An hour after I crossed the finis line was when everything changed. By the time I walked through the shoot to get my medal, space blanket, food, and drop bag, I was almost at my hotel. I waited in the room for my friends, Emily and Anji to come back. And they did. Not too long after their return, we started hearing sirens and that was when Anji got a phone call. She picked up and I heard, "What!?" My heart sank. That didn't sound good and I was right.

Something this sinister and tragic is difficult to comprehend. Shortly after we, as well as the whole world, got the news. SMS, facebook posts, and messages came flooding in from our caring friends and family. Just as we thought we had accounted the safety for everyone we knew, we realized we were wrong. I had no words.

I read an article a couple days afterwards about why the marathon still matters and that our finishes still matter despite the tragedy. I understand the point of view, but I don't feel that way. People have lost their lives and their legs in the bombing. It's not because I didn't feel right to celebrate a marathon finish and a 5-minute PR, I just couldn't find the joy to be celebrating. To all my friends who genuinely congratulated me, all I could mustered was an indifferent "thank you." Was that sadness? Maybe. I felt hallowed.

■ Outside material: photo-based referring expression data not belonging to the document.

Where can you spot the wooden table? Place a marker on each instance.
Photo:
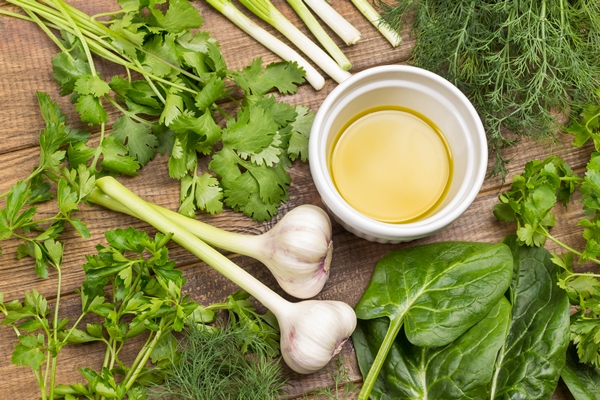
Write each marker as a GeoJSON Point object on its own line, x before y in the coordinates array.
{"type": "Point", "coordinates": [25, 54]}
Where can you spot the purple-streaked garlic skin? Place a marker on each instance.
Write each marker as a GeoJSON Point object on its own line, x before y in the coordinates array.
{"type": "Point", "coordinates": [314, 332]}
{"type": "Point", "coordinates": [298, 251]}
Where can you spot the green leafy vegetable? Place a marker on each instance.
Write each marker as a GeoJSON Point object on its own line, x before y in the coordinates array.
{"type": "Point", "coordinates": [533, 353]}
{"type": "Point", "coordinates": [436, 292]}
{"type": "Point", "coordinates": [519, 62]}
{"type": "Point", "coordinates": [518, 349]}
{"type": "Point", "coordinates": [144, 298]}
{"type": "Point", "coordinates": [461, 369]}
{"type": "Point", "coordinates": [530, 202]}
{"type": "Point", "coordinates": [19, 218]}
{"type": "Point", "coordinates": [172, 109]}
{"type": "Point", "coordinates": [582, 380]}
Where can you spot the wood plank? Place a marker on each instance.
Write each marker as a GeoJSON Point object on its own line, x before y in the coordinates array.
{"type": "Point", "coordinates": [25, 54]}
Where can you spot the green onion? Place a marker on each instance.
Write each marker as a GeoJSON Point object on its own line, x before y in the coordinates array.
{"type": "Point", "coordinates": [344, 29]}
{"type": "Point", "coordinates": [271, 15]}
{"type": "Point", "coordinates": [373, 16]}
{"type": "Point", "coordinates": [322, 36]}
{"type": "Point", "coordinates": [272, 43]}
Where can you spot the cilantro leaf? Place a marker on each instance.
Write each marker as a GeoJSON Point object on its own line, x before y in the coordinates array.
{"type": "Point", "coordinates": [180, 16]}
{"type": "Point", "coordinates": [298, 142]}
{"type": "Point", "coordinates": [91, 84]}
{"type": "Point", "coordinates": [137, 137]}
{"type": "Point", "coordinates": [90, 109]}
{"type": "Point", "coordinates": [252, 132]}
{"type": "Point", "coordinates": [67, 71]}
{"type": "Point", "coordinates": [202, 193]}
{"type": "Point", "coordinates": [30, 351]}
{"type": "Point", "coordinates": [282, 76]}
{"type": "Point", "coordinates": [116, 157]}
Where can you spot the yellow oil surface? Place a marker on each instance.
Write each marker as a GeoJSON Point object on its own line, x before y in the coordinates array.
{"type": "Point", "coordinates": [392, 164]}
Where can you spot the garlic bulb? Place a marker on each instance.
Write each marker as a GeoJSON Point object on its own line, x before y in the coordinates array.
{"type": "Point", "coordinates": [297, 250]}
{"type": "Point", "coordinates": [313, 332]}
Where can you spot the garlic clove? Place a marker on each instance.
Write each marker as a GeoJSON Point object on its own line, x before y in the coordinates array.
{"type": "Point", "coordinates": [313, 332]}
{"type": "Point", "coordinates": [298, 251]}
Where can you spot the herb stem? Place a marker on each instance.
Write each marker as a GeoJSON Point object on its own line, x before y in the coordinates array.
{"type": "Point", "coordinates": [59, 4]}
{"type": "Point", "coordinates": [199, 248]}
{"type": "Point", "coordinates": [142, 362]}
{"type": "Point", "coordinates": [55, 328]}
{"type": "Point", "coordinates": [566, 246]}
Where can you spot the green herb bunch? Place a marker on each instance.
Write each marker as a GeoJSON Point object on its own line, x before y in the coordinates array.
{"type": "Point", "coordinates": [530, 203]}
{"type": "Point", "coordinates": [144, 298]}
{"type": "Point", "coordinates": [521, 63]}
{"type": "Point", "coordinates": [233, 358]}
{"type": "Point", "coordinates": [170, 102]}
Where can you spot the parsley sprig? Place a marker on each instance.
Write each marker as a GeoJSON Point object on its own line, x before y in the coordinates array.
{"type": "Point", "coordinates": [170, 101]}
{"type": "Point", "coordinates": [530, 203]}
{"type": "Point", "coordinates": [143, 296]}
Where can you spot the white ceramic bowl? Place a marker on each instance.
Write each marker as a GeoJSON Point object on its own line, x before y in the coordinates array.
{"type": "Point", "coordinates": [421, 91]}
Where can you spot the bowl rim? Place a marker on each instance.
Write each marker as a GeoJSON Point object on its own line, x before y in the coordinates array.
{"type": "Point", "coordinates": [466, 193]}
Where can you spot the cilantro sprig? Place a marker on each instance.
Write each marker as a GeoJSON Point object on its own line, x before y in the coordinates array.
{"type": "Point", "coordinates": [530, 203]}
{"type": "Point", "coordinates": [169, 101]}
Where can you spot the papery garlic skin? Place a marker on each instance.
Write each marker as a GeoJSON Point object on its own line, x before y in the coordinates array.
{"type": "Point", "coordinates": [298, 250]}
{"type": "Point", "coordinates": [313, 332]}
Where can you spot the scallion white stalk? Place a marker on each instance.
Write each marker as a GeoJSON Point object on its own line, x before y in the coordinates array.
{"type": "Point", "coordinates": [265, 10]}
{"type": "Point", "coordinates": [375, 18]}
{"type": "Point", "coordinates": [297, 250]}
{"type": "Point", "coordinates": [322, 36]}
{"type": "Point", "coordinates": [344, 29]}
{"type": "Point", "coordinates": [230, 11]}
{"type": "Point", "coordinates": [311, 331]}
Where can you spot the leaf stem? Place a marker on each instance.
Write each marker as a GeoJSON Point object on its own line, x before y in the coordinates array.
{"type": "Point", "coordinates": [566, 246]}
{"type": "Point", "coordinates": [384, 349]}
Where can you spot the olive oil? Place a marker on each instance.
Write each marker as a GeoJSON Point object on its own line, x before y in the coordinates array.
{"type": "Point", "coordinates": [391, 164]}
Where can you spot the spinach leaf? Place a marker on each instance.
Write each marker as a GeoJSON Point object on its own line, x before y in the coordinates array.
{"type": "Point", "coordinates": [437, 291]}
{"type": "Point", "coordinates": [459, 370]}
{"type": "Point", "coordinates": [533, 355]}
{"type": "Point", "coordinates": [582, 380]}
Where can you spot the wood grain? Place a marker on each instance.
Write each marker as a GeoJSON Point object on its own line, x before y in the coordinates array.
{"type": "Point", "coordinates": [25, 55]}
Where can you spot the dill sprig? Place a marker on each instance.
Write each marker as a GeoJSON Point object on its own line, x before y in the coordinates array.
{"type": "Point", "coordinates": [524, 64]}
{"type": "Point", "coordinates": [210, 365]}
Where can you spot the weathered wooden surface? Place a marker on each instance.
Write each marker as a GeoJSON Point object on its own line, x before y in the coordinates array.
{"type": "Point", "coordinates": [25, 54]}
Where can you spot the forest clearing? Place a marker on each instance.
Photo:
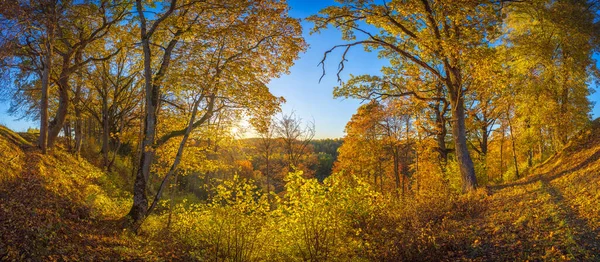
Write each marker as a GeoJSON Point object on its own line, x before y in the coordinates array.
{"type": "Point", "coordinates": [159, 130]}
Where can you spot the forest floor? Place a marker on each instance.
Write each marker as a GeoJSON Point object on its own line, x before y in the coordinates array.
{"type": "Point", "coordinates": [60, 208]}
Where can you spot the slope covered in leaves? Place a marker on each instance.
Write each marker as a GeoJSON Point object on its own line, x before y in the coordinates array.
{"type": "Point", "coordinates": [552, 214]}
{"type": "Point", "coordinates": [56, 207]}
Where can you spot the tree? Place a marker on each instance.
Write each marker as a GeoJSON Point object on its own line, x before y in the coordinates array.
{"type": "Point", "coordinates": [426, 41]}
{"type": "Point", "coordinates": [225, 54]}
{"type": "Point", "coordinates": [296, 138]}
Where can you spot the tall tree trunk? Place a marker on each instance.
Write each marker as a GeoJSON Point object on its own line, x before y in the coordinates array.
{"type": "Point", "coordinates": [63, 105]}
{"type": "Point", "coordinates": [67, 132]}
{"type": "Point", "coordinates": [514, 149]}
{"type": "Point", "coordinates": [152, 89]}
{"type": "Point", "coordinates": [43, 139]}
{"type": "Point", "coordinates": [105, 126]}
{"type": "Point", "coordinates": [78, 131]}
{"type": "Point", "coordinates": [502, 154]}
{"type": "Point", "coordinates": [463, 157]}
{"type": "Point", "coordinates": [140, 199]}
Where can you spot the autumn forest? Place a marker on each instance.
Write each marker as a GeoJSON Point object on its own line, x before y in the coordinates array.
{"type": "Point", "coordinates": [473, 142]}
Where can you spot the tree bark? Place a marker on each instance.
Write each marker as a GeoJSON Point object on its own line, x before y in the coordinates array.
{"type": "Point", "coordinates": [105, 126]}
{"type": "Point", "coordinates": [43, 139]}
{"type": "Point", "coordinates": [463, 157]}
{"type": "Point", "coordinates": [63, 105]}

Run Your Heart for Boston (Photo by: Chris Page)
The Charlotte running community was as shocked as I was. Rob asked me if we could host an unsanctioned race to raise funds for the Gross family.  Of course we could. I did my usual thing in creating a Facebook event and support came in overwhelmingly. First was Vac and Dash who printed all our shirt, then came Davidson Timing. Then Charlotte Running Club, plus many more. If two men decided to use their free will to do something evil, the running community had shown me we could also response with our free will to do good. I'm thankful for that. Rob's idea eventually became a gathering of 300+ runners with over $17,000 raised. None of us could have done it alone, but together we did it. 

Strangely, I felt a bit of closure after today, though I know this is only the beginning for the Gross family. I also know our effort and support won't stop after today. I'm a firm believer that God could turn a curse into a blessing, and I pray that He would.